Add regression line to the plot

ggplot(WHO, aes(x = log(FertilityRate), y = Under15)) + geom_point() + stat_smooth(method = "lm")

## Warning in loop_apply(n, do.ply): Removed 11 rows containing missing
## values (stat_smooth).

## Warning in loop_apply(n, do.ply): Removed 11 rows containing missing
## values (geom_point).

By default, ggplot will draw a 95% confidence interval shaded around the line. We can change this by specifying options within the statistics layer.

ggplot(WHO, aes(x = log(FertilityRate), y = Under15)) + geom_point() + stat_smooth(method = "lm", level = 0.99)

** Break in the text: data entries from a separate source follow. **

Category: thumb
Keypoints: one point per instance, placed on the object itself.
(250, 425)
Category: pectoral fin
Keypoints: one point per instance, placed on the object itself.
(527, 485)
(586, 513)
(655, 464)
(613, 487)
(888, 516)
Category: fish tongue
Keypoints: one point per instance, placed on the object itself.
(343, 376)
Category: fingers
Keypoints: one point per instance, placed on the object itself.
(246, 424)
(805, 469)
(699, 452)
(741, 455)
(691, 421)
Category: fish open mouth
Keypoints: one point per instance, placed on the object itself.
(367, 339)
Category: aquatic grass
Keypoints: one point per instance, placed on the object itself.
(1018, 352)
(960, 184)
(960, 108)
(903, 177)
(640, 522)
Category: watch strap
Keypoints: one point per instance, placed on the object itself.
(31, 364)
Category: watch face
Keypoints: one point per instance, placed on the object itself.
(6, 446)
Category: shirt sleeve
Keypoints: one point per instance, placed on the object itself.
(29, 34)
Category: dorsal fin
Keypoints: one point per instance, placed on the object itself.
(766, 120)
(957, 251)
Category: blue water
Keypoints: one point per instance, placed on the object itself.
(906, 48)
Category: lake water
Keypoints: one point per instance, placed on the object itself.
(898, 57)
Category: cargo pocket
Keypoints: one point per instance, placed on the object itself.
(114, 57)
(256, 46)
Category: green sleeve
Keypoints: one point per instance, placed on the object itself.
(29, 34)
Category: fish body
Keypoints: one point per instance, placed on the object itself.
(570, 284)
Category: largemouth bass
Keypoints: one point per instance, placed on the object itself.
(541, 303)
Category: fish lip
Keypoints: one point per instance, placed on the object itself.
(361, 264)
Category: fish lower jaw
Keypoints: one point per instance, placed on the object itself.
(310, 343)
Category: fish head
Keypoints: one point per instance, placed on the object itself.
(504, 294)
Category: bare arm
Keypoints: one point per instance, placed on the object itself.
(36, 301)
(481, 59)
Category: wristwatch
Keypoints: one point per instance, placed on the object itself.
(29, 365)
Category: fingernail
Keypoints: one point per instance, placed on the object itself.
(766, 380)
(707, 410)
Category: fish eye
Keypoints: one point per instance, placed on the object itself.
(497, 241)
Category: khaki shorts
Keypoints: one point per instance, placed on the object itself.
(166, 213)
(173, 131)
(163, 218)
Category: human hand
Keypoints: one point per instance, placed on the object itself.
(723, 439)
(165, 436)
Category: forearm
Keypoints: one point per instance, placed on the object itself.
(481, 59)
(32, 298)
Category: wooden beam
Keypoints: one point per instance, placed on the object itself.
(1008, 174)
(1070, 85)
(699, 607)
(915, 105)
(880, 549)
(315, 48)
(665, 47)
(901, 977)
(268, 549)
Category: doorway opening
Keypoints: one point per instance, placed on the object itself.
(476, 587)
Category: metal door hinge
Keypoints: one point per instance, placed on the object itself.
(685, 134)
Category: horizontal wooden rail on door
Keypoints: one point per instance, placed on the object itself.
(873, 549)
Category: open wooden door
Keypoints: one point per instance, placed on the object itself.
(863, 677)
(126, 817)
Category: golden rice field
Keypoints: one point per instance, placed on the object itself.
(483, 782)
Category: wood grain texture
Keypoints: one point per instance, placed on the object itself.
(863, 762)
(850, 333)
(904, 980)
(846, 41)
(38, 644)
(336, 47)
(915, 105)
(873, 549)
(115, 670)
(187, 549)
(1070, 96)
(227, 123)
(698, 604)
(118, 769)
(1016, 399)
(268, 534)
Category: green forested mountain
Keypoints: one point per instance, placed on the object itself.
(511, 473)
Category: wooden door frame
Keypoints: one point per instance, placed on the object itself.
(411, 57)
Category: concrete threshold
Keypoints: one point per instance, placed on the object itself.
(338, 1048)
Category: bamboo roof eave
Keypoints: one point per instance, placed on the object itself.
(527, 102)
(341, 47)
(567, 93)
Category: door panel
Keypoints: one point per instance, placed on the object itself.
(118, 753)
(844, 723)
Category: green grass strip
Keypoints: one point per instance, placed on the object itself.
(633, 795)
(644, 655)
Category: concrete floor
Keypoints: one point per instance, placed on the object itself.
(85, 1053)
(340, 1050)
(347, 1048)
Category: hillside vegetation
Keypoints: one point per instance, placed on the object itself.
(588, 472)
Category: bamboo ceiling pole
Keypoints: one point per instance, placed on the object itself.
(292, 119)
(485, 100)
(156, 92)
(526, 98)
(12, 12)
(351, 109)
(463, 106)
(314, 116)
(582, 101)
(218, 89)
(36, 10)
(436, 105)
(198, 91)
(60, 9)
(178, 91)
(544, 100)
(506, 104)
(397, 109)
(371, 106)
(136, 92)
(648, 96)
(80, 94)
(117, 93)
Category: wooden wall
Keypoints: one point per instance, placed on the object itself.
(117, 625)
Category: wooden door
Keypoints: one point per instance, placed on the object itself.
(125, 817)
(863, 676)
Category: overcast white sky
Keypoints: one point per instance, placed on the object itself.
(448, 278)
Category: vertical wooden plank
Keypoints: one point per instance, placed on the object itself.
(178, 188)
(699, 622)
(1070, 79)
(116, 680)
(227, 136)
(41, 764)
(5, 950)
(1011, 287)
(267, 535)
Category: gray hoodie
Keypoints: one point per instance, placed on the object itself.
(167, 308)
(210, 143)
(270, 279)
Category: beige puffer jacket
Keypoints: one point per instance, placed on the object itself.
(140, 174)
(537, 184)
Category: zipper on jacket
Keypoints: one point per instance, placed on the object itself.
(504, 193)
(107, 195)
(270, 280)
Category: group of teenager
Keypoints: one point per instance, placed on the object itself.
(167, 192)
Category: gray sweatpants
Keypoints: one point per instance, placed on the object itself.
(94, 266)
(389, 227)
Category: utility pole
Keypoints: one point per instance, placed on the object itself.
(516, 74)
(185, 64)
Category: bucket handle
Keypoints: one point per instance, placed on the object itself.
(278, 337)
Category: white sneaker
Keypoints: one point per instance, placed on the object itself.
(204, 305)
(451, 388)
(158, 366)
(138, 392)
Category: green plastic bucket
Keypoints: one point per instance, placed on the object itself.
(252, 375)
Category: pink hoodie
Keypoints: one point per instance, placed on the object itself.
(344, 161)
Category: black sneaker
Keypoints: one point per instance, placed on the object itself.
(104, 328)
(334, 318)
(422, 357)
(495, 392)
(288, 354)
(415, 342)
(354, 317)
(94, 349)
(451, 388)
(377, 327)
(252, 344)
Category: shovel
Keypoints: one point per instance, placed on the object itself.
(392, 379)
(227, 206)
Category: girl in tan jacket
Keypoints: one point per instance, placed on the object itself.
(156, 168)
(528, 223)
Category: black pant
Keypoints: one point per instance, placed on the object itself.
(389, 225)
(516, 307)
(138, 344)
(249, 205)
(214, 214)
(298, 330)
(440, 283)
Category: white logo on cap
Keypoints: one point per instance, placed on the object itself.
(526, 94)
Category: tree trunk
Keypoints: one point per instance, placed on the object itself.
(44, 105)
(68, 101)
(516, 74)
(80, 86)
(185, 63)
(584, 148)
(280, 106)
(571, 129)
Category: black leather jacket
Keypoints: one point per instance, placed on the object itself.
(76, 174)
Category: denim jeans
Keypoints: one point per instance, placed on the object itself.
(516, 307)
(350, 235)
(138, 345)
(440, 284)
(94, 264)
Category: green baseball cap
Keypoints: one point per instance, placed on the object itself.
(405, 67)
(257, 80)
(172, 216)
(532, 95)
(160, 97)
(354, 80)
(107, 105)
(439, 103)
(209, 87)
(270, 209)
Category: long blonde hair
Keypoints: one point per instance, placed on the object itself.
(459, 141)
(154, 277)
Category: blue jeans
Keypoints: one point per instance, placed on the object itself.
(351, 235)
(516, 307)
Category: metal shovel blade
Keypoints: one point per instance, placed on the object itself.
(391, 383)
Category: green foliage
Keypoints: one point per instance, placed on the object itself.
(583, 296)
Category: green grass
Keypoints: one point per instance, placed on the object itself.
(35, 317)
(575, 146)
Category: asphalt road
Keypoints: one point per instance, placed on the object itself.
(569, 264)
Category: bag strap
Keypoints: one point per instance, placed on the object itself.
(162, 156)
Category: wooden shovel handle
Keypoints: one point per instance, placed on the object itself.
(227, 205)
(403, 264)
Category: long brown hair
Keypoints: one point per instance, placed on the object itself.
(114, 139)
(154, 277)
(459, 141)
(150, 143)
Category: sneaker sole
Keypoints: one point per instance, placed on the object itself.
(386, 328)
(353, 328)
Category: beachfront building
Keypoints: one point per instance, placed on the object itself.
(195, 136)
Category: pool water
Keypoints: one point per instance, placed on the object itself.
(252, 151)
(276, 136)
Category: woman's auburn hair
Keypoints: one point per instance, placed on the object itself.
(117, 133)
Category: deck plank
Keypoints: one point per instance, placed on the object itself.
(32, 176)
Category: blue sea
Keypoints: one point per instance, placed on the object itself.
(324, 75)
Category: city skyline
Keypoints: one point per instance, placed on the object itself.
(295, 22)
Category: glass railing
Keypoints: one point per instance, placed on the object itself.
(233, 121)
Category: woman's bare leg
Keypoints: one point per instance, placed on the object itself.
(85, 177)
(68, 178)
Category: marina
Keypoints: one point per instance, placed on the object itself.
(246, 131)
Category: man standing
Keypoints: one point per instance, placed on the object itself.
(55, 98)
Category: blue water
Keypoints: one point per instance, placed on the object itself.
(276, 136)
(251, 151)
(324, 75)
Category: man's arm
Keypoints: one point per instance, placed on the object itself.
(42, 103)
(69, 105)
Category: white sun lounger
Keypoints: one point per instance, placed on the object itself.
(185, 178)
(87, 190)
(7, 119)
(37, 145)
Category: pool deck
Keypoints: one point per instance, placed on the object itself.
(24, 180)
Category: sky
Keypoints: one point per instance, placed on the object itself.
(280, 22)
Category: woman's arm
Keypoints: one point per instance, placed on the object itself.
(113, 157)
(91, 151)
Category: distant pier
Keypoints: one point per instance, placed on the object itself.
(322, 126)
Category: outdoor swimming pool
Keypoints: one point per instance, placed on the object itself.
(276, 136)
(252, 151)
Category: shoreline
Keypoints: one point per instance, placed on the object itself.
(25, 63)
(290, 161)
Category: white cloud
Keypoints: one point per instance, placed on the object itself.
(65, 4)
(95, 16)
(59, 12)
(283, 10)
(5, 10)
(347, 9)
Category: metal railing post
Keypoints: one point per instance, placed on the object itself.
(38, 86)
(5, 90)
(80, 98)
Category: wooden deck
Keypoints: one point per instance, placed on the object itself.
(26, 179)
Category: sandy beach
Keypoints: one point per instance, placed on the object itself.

## Warning in loop_apply(n, do.ply): Removed 11 rows containing missing
## values (stat_smooth).

## Warning in loop_apply(n, do.ply): Removed 11 rows containing missing
## values (geom_point).

We could instead take away the confidence interval altogether by deleting level = 0.99 and typing se = FALSE.

ggplot(WHO, aes(x = log(FertilityRate), y = Under15)) + geom_point() + stat_smooth(method = "lm", se = F)

## Warning in loop_apply(n, do.ply): Removed 11 rows containing missing
## values (stat_smooth).

## Warning in loop_apply(n, do.ply): Removed 11 rows containing missing
## values (geom_point).

We could also change the color of the regression line by typing as an option, color = “orange”.

ggplot(WHO, aes(x = log(FertilityRate), y = Under15)) + geom_point() + stat_smooth(method = "lm", se = F, color = "orange")

## Warning in loop_apply(n, do.ply): Removed 11 rows containing missing
## values (stat_smooth).

## Warning in loop_apply(n, do.ply): Removed 11 rows containing missing
## values (geom_point).